Me ha dicho un pajarillo de claro trino que esta mañana han andado por Burgos unos periodistas de Interviú y que no venían precisamente a interesarse por nuestras posibilidades de ser capitalidad europea. De hecho, ni se han enterado de que estamos en eso porque iban fijos fijos a saber de primera mano cosas de las gasolineras de aquí, que además de expedir gasolina suelen expeler indemnizaciones de las de rascarse el bolsillo.
Otra vez vamos a salir en los medios nacionales por algo que como burgaleses no nos va a gustar. Me imagino que las fotos que saquen del alcalde no se parecerán a las electorales y es una lástima, porque toda España con sus ciudades autónomas y sus islas va a ver una cara que aquí no nos atrevemos a mirar, tal es la adoración al ídolo que cayó de un ministerio por atreverse a iniciar una reforma laboral capaz de asustar a sus propios correligionarios.

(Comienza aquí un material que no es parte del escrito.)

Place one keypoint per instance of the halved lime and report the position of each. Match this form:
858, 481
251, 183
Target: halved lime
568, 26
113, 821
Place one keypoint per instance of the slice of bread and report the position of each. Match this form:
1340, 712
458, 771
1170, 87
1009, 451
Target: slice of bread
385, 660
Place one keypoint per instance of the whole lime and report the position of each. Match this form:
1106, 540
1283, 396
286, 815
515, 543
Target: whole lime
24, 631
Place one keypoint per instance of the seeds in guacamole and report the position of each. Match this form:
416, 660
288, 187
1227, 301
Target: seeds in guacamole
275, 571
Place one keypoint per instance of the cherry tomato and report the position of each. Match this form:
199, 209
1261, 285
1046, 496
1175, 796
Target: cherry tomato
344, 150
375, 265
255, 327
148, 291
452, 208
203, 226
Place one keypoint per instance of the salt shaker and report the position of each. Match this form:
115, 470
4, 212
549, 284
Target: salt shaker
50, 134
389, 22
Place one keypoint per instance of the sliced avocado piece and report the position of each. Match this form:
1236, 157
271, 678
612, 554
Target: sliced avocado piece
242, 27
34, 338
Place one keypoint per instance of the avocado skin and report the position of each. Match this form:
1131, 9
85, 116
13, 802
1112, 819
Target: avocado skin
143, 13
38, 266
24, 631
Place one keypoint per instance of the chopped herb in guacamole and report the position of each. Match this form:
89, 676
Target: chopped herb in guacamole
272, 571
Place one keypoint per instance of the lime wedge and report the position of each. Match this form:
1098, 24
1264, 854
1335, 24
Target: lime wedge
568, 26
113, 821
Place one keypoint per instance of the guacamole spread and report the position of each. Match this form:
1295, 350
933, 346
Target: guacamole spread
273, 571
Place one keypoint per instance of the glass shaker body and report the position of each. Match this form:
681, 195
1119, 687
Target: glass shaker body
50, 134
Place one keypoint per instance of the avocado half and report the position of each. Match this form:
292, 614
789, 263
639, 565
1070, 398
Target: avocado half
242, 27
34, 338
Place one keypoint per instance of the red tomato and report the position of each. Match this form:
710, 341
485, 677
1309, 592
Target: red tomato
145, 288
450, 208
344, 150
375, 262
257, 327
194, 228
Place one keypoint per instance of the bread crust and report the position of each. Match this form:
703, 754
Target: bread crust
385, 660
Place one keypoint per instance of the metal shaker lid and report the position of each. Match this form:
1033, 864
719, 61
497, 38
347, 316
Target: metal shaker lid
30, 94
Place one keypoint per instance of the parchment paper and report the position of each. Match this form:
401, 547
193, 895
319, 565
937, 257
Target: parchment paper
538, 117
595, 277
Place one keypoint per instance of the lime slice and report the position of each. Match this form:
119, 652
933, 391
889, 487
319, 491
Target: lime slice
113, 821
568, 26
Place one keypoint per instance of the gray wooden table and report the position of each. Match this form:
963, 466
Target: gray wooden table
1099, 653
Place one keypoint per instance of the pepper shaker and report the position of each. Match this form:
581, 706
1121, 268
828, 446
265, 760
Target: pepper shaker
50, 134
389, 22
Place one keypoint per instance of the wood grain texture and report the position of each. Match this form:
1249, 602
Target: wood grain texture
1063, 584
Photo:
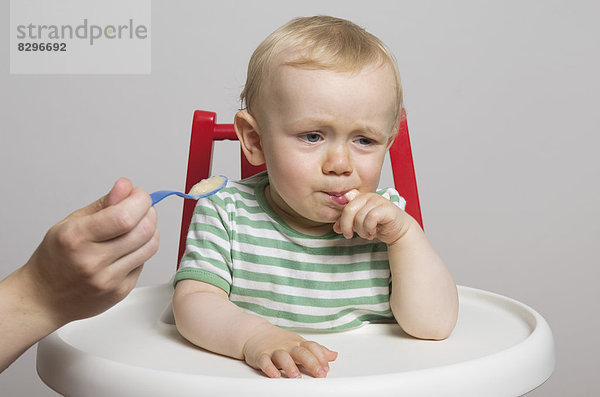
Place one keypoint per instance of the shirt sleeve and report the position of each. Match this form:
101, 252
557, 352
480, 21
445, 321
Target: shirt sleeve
393, 195
207, 256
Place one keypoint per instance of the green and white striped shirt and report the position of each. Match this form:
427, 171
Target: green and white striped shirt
296, 281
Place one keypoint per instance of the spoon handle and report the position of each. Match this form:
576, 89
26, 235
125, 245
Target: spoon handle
161, 194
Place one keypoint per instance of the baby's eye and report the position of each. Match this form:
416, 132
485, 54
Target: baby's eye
364, 141
311, 137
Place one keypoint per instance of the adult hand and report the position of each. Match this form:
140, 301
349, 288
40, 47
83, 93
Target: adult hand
86, 263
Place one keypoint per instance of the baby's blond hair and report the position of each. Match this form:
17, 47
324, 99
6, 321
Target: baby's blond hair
319, 42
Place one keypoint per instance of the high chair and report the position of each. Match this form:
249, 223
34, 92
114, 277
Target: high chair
500, 347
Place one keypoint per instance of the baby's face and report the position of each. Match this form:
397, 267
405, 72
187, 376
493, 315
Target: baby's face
324, 133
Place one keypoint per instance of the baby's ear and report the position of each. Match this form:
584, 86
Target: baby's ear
246, 129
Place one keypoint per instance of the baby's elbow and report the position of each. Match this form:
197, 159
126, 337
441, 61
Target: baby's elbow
429, 333
429, 329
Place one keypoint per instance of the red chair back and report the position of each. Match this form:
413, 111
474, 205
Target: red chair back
205, 131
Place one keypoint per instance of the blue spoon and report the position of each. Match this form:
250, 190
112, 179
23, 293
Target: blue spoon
204, 188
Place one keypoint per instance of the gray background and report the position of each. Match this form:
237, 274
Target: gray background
502, 100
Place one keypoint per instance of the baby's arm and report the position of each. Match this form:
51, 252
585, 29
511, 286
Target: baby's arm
424, 299
206, 317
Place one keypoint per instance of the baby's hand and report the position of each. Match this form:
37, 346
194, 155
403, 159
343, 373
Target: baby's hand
371, 215
271, 349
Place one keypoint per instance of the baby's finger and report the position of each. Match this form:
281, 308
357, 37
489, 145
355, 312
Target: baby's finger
365, 222
266, 365
321, 353
283, 360
309, 361
346, 221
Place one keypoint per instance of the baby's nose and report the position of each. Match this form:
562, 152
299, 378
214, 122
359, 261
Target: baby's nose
338, 161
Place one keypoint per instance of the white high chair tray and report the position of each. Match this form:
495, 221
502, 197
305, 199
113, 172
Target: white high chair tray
500, 347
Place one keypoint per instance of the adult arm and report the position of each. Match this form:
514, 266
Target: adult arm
85, 264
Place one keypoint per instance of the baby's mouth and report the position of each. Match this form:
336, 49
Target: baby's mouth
338, 197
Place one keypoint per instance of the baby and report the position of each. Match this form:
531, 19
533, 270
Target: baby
311, 243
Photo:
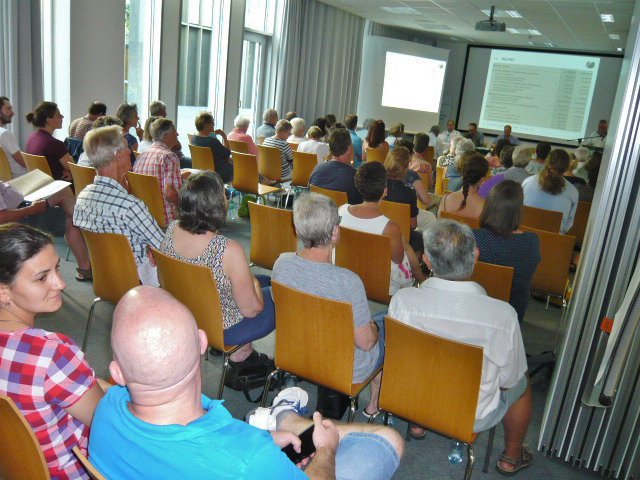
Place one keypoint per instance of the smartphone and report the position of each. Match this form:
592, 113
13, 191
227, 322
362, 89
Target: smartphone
307, 447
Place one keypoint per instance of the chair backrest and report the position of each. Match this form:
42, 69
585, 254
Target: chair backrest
303, 165
430, 380
245, 173
202, 158
194, 286
93, 471
20, 453
369, 256
340, 198
376, 155
541, 219
36, 162
328, 359
113, 264
147, 189
5, 168
556, 251
496, 279
82, 176
269, 162
472, 222
580, 222
237, 146
272, 233
399, 213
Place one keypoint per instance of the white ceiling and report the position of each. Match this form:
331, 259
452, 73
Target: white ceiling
564, 24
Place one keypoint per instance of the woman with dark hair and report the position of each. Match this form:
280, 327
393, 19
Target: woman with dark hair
247, 307
501, 242
550, 190
44, 373
375, 139
467, 202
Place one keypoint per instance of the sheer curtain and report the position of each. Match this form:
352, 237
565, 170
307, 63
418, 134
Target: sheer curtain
20, 57
317, 67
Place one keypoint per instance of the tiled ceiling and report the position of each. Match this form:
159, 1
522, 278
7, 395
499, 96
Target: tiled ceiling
562, 24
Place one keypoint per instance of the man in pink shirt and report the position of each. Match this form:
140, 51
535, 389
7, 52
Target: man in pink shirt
239, 134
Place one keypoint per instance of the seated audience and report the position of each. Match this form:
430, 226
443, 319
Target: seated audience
314, 145
239, 134
163, 164
467, 202
44, 373
371, 182
247, 308
158, 415
80, 126
505, 394
279, 141
550, 190
501, 241
105, 206
206, 137
337, 174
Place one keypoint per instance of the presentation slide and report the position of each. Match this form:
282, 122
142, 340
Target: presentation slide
555, 97
401, 82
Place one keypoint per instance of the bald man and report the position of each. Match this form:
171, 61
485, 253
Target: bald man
161, 426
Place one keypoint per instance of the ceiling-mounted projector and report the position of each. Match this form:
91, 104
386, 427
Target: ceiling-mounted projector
491, 25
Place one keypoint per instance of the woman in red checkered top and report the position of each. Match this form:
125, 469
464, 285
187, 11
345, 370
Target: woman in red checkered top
44, 373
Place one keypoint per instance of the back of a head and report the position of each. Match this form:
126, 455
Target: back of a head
371, 180
314, 217
450, 247
501, 213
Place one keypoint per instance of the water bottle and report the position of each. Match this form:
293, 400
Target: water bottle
456, 453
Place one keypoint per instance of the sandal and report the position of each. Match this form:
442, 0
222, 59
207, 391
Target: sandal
84, 275
518, 463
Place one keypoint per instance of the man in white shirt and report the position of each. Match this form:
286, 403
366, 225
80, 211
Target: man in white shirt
8, 140
450, 306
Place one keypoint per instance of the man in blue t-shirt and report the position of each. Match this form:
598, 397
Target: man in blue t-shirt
157, 424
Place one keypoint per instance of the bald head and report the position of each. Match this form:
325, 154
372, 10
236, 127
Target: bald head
156, 342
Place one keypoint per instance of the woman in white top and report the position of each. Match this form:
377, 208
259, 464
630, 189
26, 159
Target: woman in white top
371, 182
314, 145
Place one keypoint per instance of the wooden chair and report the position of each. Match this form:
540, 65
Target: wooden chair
580, 220
328, 359
195, 286
552, 274
541, 219
369, 256
433, 382
82, 176
240, 147
36, 162
496, 279
272, 233
93, 472
340, 198
202, 158
147, 189
399, 213
376, 155
114, 270
472, 222
5, 168
21, 456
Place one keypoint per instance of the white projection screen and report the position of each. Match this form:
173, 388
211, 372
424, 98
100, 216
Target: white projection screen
548, 96
401, 82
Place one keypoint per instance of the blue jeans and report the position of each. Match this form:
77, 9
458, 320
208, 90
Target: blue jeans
365, 455
250, 329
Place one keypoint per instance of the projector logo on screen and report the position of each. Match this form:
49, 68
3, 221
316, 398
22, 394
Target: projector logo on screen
413, 83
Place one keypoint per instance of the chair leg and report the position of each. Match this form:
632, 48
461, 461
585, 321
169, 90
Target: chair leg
487, 454
471, 458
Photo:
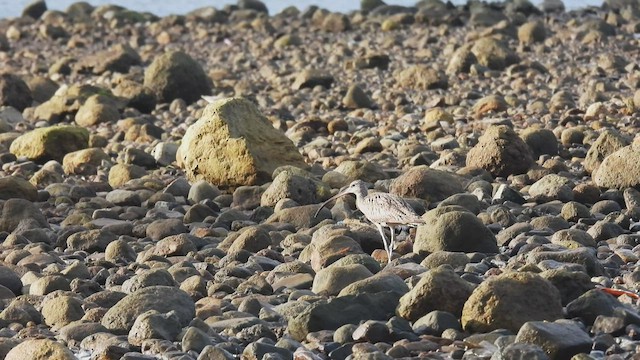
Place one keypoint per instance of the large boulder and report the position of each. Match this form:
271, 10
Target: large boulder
438, 289
421, 77
50, 143
608, 142
350, 309
233, 144
619, 170
12, 187
14, 92
493, 53
120, 318
425, 183
453, 229
118, 58
176, 75
501, 152
40, 349
509, 300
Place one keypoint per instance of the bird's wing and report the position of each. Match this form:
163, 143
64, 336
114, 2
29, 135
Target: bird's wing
389, 209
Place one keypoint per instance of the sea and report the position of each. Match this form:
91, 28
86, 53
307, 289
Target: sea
13, 8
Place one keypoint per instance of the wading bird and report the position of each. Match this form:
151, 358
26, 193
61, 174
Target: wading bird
382, 209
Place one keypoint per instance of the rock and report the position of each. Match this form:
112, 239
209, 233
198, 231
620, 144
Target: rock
571, 284
435, 322
202, 190
532, 32
175, 75
493, 54
343, 310
429, 184
14, 92
252, 148
13, 187
35, 9
137, 95
336, 23
461, 60
120, 197
311, 78
65, 103
421, 77
84, 162
607, 143
120, 174
10, 280
488, 105
50, 143
159, 229
521, 351
48, 284
592, 304
369, 5
379, 282
451, 231
560, 339
514, 298
361, 170
16, 212
90, 240
437, 258
300, 188
331, 280
145, 279
118, 58
552, 187
40, 349
62, 310
501, 152
252, 239
541, 141
619, 170
438, 289
154, 325
120, 318
356, 98
119, 251
96, 110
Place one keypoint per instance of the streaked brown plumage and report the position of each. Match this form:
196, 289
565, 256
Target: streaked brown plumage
382, 209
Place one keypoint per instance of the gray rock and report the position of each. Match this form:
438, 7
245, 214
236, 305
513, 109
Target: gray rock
451, 230
154, 325
174, 75
435, 322
343, 310
120, 318
90, 240
428, 184
560, 339
501, 152
514, 298
331, 280
438, 289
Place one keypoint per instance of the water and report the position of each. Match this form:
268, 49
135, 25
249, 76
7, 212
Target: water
12, 8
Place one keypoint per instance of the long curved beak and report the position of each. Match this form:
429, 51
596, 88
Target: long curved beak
341, 193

Salir en Interviú y no cobrar por ello suele ser doloroso (a veces lo es hasta cobrando), por eso en el Ayuntamiento han decidido no rebajar el gasto corriente para poder hacer frente al presupuesto de analgésicos en cantidad suficiente. Dirá luego el alcalde que estas cosas son cuentos de los de fuera, que en casa los trapos sucios siempre han sido limpios por acto de fe y mira qué bien estamos sin que se enteren de lo que lavamos.
Me da que la edición en Burgos de ese número de Interviú se va a agotar. Si lo quieren leer díganle al quiosquero que se lo reserve, porque en estos casos hay gente comprando de treinta en treinta en cuanto abre el despacho de prensa, justo antes de la misa de ocho. A rezar se van luego con las revistas en una bolsa, contritos ante la duda de si será pecado mortal o venial irrumpir en sagrado con tantas tetas en la bolsa que, aunque no se vean, tetas son y a la carne hacen mención.